OCCUPANCY AND ADR rose for U.S. hotels in the second week of July, according to STR. Leisure travel continued to drive business with those travelers willing to spend more to escape months of pandemic-induced restrictions on movement.

Occupancy was 67.2 percent for the week ending July 10, up from 65.4 percent the week before and down 9.3 percent from the comparable time period in 2019. ADR was $139.84, a new record and up from $135.35 weekly as well as up 5.4 percent from 2019. RevPAR came in at $93.99, up from $88.51 the week before and down 4.4 percent from 2019.

“Inflation aside, STR analysts note that hoteliers are taking advantage of pent-up leisure demand and higher spending travelers while trying to counter staffing shortages and rising operational costs in some regions,” STR said. “Additionally, with demand mostly transient, there is not the usual lowering effect of discounted group rates at the higher end of the market.
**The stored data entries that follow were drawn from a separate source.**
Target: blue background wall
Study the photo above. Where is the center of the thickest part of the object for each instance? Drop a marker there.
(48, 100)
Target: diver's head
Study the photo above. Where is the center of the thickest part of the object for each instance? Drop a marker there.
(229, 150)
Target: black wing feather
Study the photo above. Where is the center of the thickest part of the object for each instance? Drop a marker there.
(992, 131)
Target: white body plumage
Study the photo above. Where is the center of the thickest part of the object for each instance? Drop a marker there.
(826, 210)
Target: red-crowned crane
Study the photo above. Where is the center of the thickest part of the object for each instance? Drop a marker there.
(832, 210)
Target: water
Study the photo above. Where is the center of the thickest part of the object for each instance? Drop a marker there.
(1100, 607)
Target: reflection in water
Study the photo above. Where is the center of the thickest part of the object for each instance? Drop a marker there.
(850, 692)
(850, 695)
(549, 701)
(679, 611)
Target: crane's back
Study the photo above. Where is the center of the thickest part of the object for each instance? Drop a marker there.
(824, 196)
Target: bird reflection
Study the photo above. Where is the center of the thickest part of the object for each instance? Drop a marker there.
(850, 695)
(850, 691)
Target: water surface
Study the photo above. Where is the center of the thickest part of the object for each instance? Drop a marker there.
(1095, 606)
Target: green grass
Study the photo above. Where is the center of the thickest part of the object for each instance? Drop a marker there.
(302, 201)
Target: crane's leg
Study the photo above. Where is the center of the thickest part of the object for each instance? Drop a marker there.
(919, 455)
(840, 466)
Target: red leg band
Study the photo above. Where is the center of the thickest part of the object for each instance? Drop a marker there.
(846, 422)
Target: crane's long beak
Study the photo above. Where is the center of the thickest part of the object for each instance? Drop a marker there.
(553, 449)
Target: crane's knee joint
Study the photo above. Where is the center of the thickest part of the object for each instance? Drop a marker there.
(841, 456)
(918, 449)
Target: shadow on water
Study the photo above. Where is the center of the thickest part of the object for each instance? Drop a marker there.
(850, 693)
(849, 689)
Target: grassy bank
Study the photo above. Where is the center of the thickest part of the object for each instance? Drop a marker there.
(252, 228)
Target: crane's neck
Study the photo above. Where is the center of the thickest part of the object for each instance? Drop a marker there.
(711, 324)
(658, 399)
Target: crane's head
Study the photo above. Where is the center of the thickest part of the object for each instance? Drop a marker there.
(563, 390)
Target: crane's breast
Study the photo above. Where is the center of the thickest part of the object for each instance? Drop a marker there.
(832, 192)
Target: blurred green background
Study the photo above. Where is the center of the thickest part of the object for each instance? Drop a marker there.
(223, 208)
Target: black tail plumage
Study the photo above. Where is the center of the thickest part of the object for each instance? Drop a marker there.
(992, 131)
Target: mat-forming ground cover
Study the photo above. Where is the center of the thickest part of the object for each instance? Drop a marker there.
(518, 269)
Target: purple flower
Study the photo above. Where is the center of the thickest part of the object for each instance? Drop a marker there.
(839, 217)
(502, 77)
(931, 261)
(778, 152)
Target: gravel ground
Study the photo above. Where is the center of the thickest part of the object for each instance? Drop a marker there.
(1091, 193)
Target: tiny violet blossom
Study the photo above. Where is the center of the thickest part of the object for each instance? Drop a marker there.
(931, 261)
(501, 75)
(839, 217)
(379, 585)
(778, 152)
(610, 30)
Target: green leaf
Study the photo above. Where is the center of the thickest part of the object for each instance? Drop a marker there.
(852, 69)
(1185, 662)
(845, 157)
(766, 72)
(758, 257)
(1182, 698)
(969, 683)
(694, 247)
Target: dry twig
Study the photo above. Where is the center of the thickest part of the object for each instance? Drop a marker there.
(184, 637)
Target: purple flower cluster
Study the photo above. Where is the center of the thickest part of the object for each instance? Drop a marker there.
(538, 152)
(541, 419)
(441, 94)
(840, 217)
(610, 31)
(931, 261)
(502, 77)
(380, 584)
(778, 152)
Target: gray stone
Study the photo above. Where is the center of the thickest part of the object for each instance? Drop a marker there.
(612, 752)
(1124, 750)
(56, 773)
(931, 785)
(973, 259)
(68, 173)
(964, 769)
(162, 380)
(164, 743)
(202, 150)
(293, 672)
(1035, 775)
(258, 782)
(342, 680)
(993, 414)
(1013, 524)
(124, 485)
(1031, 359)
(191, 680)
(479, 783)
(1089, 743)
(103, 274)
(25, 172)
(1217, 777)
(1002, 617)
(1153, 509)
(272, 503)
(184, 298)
Most of the higher ADR performances are outside of the major metro markets.”

Norfolk/Virginia Beach, Virginia, saw the highest occupancy increase over 2019 among STR’s top 25 markets, rising 3 percent to 80.5 percent. Meanwhile, Minneapolis saw the steepest decline in occupancy from 2019, down 34.1 percent to 52.6 percent.

Miami reported the largest ADR gain, up 44.7 percent to $225.14, and RevPAR increase, up 30.7 percent to $152.45. The largest RevPAR drops were in San Francisco/San Mateo, California, down 55.2 percent to $89.11, and Boston, down 47.6 percent to $94.03.